Bir bayram daha bitti

Ne anladınız?

Çocukluğunuzun Kurban Bayramlarını özlüyor musunuz?

**

Şu 9 günde kaç eve kaç kilo et gitti?

Bayramlar öteden beri kucaklaşma, yakınlaşma ve kırgınlıkların yok edilmesi ile özdeştir;

Hey hat!

Mübarek, yüce dinimizin emrettiği bu kurala kim ne kadar itaat etti?

**

Sanki mesafeler daha açık,

Sanki karlı dağların başı daha bir dumanlı…

*

Şimdi yazın tam ortasındayız

Temmuz.

O muhteşem yaz günlerinin en iyisini yaşıyoruz

Ne ki benim aklım unutulan, vurulmayan sessiz loş odalı evlerin kapılarında.

*

Kucaklaşmayı unutmuş yüzlerin neler hissettiğinde!
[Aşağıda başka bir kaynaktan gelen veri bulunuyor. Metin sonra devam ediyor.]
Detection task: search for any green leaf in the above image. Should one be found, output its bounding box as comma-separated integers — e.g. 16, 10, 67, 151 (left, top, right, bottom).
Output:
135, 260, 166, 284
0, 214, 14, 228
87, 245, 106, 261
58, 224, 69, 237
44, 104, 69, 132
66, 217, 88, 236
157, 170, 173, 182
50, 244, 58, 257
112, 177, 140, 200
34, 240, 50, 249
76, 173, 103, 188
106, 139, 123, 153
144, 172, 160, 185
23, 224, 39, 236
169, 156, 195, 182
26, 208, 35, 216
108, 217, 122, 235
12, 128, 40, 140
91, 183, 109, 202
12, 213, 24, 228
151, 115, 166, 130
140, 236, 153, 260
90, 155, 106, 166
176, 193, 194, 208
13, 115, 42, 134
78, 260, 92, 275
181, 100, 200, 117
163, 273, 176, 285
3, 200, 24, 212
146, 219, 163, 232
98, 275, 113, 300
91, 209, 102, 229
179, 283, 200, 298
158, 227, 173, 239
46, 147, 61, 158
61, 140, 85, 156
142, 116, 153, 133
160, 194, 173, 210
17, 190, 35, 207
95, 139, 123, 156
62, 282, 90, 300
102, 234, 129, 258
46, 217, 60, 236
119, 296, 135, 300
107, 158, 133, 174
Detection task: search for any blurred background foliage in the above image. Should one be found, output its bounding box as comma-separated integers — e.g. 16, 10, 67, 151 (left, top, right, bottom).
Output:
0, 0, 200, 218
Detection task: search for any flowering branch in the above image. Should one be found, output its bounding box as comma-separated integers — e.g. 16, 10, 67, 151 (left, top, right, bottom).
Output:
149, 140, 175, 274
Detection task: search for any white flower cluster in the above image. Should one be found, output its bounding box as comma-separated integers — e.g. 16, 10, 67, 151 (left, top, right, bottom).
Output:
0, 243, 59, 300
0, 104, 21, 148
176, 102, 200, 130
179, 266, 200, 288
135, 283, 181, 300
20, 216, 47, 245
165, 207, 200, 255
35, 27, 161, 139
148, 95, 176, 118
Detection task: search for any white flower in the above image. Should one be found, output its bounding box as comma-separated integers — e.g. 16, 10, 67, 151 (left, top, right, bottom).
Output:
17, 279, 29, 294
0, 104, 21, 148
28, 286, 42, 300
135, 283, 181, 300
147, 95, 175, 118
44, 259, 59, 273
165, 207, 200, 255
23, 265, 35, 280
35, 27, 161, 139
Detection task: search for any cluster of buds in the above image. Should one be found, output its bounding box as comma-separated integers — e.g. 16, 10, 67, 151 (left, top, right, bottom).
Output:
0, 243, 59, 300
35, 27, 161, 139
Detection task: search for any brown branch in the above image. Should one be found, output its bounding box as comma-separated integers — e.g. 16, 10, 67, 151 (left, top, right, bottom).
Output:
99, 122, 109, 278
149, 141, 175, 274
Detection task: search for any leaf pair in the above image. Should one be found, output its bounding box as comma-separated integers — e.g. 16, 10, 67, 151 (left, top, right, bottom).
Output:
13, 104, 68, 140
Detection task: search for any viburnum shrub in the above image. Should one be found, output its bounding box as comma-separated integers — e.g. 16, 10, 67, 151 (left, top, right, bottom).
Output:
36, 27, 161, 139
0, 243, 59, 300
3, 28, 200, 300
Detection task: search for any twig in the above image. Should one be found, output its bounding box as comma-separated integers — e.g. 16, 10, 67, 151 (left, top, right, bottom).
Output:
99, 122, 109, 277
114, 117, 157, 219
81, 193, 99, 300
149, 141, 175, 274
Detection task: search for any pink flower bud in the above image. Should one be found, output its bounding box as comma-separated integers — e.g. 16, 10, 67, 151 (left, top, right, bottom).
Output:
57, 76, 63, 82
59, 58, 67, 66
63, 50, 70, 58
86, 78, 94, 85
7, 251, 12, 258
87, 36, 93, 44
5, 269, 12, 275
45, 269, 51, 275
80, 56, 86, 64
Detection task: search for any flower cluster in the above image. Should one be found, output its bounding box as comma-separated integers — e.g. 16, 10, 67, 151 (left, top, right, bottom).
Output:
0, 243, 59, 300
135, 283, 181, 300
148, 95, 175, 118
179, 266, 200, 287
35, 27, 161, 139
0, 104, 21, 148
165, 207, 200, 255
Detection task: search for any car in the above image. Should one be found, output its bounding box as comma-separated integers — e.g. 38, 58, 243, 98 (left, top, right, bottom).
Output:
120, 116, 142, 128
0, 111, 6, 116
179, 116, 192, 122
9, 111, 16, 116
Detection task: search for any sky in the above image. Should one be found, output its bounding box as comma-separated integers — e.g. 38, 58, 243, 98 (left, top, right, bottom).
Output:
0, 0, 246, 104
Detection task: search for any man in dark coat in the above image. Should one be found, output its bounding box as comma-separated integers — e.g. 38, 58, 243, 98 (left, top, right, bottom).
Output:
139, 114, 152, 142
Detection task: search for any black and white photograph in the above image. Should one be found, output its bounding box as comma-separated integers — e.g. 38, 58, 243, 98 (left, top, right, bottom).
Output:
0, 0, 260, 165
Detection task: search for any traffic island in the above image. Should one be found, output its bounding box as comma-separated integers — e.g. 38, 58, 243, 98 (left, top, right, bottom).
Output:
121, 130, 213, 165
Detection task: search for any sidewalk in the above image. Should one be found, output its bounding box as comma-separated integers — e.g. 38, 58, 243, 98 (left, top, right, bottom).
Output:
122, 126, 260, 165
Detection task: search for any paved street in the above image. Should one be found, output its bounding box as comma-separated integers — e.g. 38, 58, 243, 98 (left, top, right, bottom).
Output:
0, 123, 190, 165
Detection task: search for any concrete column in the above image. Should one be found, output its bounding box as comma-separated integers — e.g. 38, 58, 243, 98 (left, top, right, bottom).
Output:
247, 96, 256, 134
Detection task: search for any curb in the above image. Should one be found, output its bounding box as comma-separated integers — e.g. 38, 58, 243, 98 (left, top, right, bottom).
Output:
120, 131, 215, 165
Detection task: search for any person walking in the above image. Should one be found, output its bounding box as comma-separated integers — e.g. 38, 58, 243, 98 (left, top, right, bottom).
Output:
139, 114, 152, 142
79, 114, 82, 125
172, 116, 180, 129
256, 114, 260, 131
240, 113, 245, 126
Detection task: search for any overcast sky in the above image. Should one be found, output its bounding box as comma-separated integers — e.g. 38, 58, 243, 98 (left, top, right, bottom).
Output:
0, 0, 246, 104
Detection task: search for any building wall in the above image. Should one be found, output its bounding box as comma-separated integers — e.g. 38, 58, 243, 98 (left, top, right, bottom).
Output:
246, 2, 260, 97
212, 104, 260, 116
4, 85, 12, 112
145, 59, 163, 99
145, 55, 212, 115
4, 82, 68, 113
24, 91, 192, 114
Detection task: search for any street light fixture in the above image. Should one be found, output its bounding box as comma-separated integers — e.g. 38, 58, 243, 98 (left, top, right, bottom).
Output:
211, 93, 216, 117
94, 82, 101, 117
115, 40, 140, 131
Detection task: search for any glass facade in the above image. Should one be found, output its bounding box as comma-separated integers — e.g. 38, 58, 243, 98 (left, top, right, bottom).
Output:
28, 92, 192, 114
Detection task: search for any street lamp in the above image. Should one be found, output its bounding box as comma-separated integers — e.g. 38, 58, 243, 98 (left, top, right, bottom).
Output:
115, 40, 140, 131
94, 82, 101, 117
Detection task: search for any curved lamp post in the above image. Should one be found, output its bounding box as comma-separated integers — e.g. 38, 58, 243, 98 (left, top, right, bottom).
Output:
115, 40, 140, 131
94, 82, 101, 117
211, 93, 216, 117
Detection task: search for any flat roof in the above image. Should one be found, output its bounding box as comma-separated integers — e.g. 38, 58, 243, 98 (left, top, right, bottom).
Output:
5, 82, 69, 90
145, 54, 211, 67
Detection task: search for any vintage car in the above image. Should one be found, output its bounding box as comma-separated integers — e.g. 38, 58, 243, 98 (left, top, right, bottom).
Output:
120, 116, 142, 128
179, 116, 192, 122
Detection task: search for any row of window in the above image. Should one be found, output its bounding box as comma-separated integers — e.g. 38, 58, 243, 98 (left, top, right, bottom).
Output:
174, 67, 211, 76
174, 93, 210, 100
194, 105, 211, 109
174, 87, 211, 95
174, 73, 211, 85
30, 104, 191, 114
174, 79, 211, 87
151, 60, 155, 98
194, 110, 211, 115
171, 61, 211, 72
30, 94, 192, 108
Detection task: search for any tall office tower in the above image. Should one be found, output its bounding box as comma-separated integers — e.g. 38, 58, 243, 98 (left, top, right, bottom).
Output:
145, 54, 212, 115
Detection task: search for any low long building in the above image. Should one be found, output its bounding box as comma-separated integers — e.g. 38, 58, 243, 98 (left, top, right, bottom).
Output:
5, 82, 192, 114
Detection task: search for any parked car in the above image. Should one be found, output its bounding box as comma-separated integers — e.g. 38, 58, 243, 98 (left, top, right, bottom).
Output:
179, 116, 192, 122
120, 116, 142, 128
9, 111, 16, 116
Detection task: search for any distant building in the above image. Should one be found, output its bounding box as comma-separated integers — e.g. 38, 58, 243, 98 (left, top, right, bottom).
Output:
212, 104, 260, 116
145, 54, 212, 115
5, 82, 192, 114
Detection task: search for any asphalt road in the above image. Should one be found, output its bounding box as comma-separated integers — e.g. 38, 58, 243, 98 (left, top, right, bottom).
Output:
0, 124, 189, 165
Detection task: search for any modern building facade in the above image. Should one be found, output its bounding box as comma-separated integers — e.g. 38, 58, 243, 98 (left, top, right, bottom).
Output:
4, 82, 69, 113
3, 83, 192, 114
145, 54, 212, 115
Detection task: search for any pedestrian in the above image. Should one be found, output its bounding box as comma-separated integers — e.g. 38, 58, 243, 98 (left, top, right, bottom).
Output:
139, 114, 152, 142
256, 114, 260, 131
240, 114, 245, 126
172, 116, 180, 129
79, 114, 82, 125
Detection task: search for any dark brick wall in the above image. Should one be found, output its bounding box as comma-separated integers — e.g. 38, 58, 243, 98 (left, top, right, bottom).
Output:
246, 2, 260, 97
Geçmeyen, gelmeyen, görmeyen, bilmeyen istemeyen vicdanın neleri istediğinde?

Tartıyorum, çarpıyorum elimde bir şey kalmıyor.

**

Oysa ne güzel konuşuyoruz değil mi?

Hepimiz sahiyiz,

Hepimiz sıcacığız,

Hepimiz her zaman en iyisini biliyoruz

Kocaman kocaman gidiyoruz öyle.

*

Aslında biz başladığımız yerde, bir labirentin içinde dönüp duruyoruz farkında değiliz,

Çok iddialı bir söz değil bu

Yaşamım boyunca iyilikleri yaşamaya yaşatmaya gayret ettim.

Çevremde, sağımda solumda hep iyiliklerin olmasını istedim.

Verdiğim mücadeleden son derece mutluyum.

Türkiye’nin en saygın yerleşim alanında emekliliğin tadını çıkarıyorum,

Bunu bir imtiyaz olarak değil ilmik ilmik ulaştığım zorlu yaşam mücadelemin bir karşılığı olarak görüyorum.

*

Kesinlikle şımarmadım

Haddimi bildim

Sözümü esirgemedim, esirgemem de

Varsa bölüştüm

Yoksa yok dedim

Hayat felsefemi her zaman gerekler üzerine kurmaya çalıştım

Gördüm ki çeliği kimse bükemiyor

Gördüm ki kim dik durursa; eğri belasını buluyor.

**

Velhasıl mirim

Aklım geçip giden şu 9 günlük kocaman Kurban Bayramı tatilinde kaldı.

Ne dedik, nasıl düşledik, nasıl bitti?

Bayram mı ettik, yoksa gönülleri mi terk ettik?

Takdiri sizlere bırakıyorum.

Ortaya karışık yazdım

Mutlu olacağınızı düşünüyorum

Aklınızdan bunları çıkarmayacağınızı umuyorum.